Please contact me directly for rights inquiries, interviews, treatment information, or ARC requests.
What are your goals as a writer?
I would like to have a group of readers so loyal that they have their own nickname, like Potterheads or Nerdfighters. I would also feel I have "arrived" as an author if I get on a banned books list.
When is your book coming out?
My children's fantasy fiction novel, The Iris of Issoria, will be available October 7th, 2014.
Can I preorder it?
I am flattered that you asked! Because I am still learning the ropes of indie publishing, I do not have the capabilities to enable pre-orders of my novel. On the upside, you can subscribe to my email list for teasers, giveaways, promotions, and excerpts.
What are you working on now?
Can you keep a secret? I am working on a sequel to The Iris of Issoria. I have also developed the outline for a middle-grade, magical realism novel called The Murder of Isaac Partida.
What do you do with your film and television treatments?
I send them to agents for representation or to buyers for sale. If you are an agent or buyer interested in my treatments, contact me through my website. My treatments are registered through the Writer's Guild of America.
Where do you get your ideas?
A lot of my ideas come to me while running. All that blood pumping to my brain early in the morning provides the perfect moving mediation state that generates great ideas. I also get ideas from watching my kids play Dungeons and Dragons, as well as from life around me, movies, and books. I try to write down any ideas that come to me as soon as possible, because they can easily disappear like ashes on a windy day. Sometimes wonderful ideas come to me in the middle of the night, therefore I take a notebook and pen to bed with me so I can write them down.
What's it like to be an expat or nomad writer?
I am so blessed to be able to combine two of my passions, writing and traveling, into one glorious adventure during my break from the rat race.

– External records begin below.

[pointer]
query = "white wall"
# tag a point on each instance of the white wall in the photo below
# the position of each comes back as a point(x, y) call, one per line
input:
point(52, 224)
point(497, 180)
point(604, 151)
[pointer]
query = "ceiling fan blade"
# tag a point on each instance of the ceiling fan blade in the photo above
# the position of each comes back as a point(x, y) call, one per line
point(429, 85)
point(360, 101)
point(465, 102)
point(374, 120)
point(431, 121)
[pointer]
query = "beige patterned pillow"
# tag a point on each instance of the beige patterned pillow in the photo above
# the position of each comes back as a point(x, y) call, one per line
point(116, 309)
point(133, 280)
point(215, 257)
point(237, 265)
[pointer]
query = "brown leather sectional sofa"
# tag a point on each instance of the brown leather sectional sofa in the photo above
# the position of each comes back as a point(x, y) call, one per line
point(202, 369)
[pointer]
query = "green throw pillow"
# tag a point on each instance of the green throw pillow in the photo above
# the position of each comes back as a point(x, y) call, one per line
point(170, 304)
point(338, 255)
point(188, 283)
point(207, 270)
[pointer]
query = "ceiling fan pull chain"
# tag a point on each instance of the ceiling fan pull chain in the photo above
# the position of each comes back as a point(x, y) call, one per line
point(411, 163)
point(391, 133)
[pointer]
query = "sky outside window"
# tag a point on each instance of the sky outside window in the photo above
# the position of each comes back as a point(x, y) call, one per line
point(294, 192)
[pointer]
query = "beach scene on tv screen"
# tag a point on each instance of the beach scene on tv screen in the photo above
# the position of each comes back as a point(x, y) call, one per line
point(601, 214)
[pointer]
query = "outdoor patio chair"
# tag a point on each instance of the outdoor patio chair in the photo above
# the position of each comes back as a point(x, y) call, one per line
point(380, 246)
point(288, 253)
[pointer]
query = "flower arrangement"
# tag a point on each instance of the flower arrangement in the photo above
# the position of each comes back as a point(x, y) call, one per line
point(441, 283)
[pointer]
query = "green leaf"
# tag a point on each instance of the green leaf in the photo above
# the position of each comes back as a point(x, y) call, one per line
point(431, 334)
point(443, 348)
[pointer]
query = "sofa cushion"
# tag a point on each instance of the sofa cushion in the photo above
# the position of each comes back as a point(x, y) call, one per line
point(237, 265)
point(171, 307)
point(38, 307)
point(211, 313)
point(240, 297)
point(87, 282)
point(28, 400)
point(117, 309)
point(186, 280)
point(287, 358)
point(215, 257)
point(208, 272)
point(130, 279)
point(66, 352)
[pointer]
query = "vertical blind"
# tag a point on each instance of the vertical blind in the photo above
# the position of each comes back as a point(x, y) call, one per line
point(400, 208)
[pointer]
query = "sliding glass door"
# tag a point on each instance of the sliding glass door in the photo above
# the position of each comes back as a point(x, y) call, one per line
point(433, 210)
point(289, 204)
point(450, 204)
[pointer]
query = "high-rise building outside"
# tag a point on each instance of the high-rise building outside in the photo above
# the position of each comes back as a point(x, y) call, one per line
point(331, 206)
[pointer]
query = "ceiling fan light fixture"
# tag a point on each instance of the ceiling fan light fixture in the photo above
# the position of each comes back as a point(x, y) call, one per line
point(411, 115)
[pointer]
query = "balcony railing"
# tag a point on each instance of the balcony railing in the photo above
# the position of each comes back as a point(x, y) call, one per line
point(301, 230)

I feel like I am living the life of Hemingway and the rest of the Lost Generation of American expats living in Paris between the two World Wars. Except I am not a womanizing alcoholic (no offense to Hemingway!), and I don't live in Paris....for now.
Writing as an expat/nomad is easier to explain because people expect long-term travelers to do crazy things like quit their successful career as a doctor, sell their possessions, and move across the hemisphere with their families. Which is what I did in the summer of 2013 when I moved to Costa Rica. Many of my friends in Costa Rica, both Ticos (native Costa Rican) and expats were writers, artists, or photographers. When I would tell people in Costa Rica that I was writing a book, they accepted it because what else would you expect the expat who hangs out in coffee shops all day to do. If I tried that line with my friends in the US, they would tell me to get a "real" job. In the summer of 2014, we left Costa Rica (with sad faces!) to embark on a nomadic "walkabout" trip around the world.
When I was living in Costa Rica, my writing schedule was predictable. I would either write in my quiet home in the cloud forest overlooking the sleepy town of Santa Elena or I would spend the day writing at a coffee shop while sipping on a mochaccino. Now that I am on a round the world trip, my nomad schedule is less predictable. Sometimes I write on a bus, sometimes in the communal kitchen of a hostel, sometimes in an apartment overlooking a busy city street with jack hammers as my muse. The varied settings have tested my patience, but this lifestyle has also made me realize that I was meant to write. Nothing, not even wailing car alarms in the streets of Cusco, Peru, will distract me from writing.